Dyshidrotic Dermatitis

Dyshidrotic dermatitis is a skin condition that usually affects women, and this disease may also be called dyshidrotic eczema and pompholyx. However, this condition can affect anyone from the age of four years and upwards, although it is rarely seen after the age of seventy five years old. Unlike contact dermatitis this skin disorder will only affect the hands and bottoms of the feet. Some patients may only have a single hand or foot affected, while others have a rash on both upper and lower extremities. Dyshidrotic dermatitis starts with itching, and then the rash develops over time. At first you may notice spots on your extremities which become very itchy, and after some time the rash of small bumps and then small blisters will start to appear one the sides of the fingers and the toes according to Mayo Clinic.
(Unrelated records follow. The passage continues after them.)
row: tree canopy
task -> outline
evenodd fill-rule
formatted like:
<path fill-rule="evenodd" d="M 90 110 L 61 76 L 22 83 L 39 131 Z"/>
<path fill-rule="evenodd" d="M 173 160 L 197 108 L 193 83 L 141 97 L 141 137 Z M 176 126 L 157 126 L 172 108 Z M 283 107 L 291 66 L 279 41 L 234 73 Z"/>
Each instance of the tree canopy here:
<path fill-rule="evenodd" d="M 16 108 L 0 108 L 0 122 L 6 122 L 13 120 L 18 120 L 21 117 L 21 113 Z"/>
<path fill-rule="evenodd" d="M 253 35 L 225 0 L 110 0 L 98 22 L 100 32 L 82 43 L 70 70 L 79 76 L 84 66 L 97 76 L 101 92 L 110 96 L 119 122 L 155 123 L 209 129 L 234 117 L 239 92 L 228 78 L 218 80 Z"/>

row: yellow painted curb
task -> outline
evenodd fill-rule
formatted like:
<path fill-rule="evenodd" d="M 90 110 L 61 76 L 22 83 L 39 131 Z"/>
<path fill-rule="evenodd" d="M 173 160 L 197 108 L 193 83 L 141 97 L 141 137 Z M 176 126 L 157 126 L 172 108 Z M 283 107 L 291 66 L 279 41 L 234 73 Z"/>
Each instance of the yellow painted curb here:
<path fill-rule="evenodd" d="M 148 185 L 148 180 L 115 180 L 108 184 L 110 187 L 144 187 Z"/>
Dyshidrotic dermatitis symptoms vary from one patient to another but most patients report uncontrollable urge to itch, burning sensations, cracking of the skin and thickening of nail ridges. Fifty percent of patients affected by this condition have an underlying skin condition like eczema, atopic dermatitis, psoriasis or other diseases. Other risk factors for this conditions include stressful environment, exposure to toxic substances and simply having sensitive skin. In some cases worsening of the symptoms are witnessed like secondary infections of bacterial and fungal nature that may require antibiotic or antimycotic treatment accordingly.

The cause of dyshidrotic dermatitis remains unknown at this point. Doctors speculate on the causes of this condition and their opinions vary from hereditary reasons to dysfunction of the sweat glands, to sensitivities to various metals and many others. In some patients symptoms have a clearly seasonal factor. In others, blistery rash keeps flaring up no matter the season year round. Since the cause of the symptoms is not clear according to Medscape, other conditions like psoriasis or diabetes could be misdiagnosed for dyshidrotic dermatitis.

Rhus dermatitis can create a similar rash with small blisters and intense itching, but this condition is caused by coming into contact with one of the poison ivy family of plants, which belong to the Rhus genus. Poison ivy, poison oak, and poison sumac can all cause a rash on the hands and feet which could possibly be mistaken for dyshidrotic dermatitis, but these plants will affect any area of skin and not just the hands and feet. Exfoliative dermatitis is a serious condition that involves all layers of the skin, and affects the entire body, so it is not difficult for the physician to differentiate between these conditions most of the time.

Lichenoid dermatitis can also cause a rash that affects the deeper tissues of the skin, and this condition should be evaluated immediately by your physician because it can be very serious. Dyshidrotic dermatitis can be uncomfortable, with itching, burning and pain, blisters, and brown areas that can lead to the peeling of skin from your hands and feet. This condition can become serious, especially if any of the blisters break open and skin infections occur.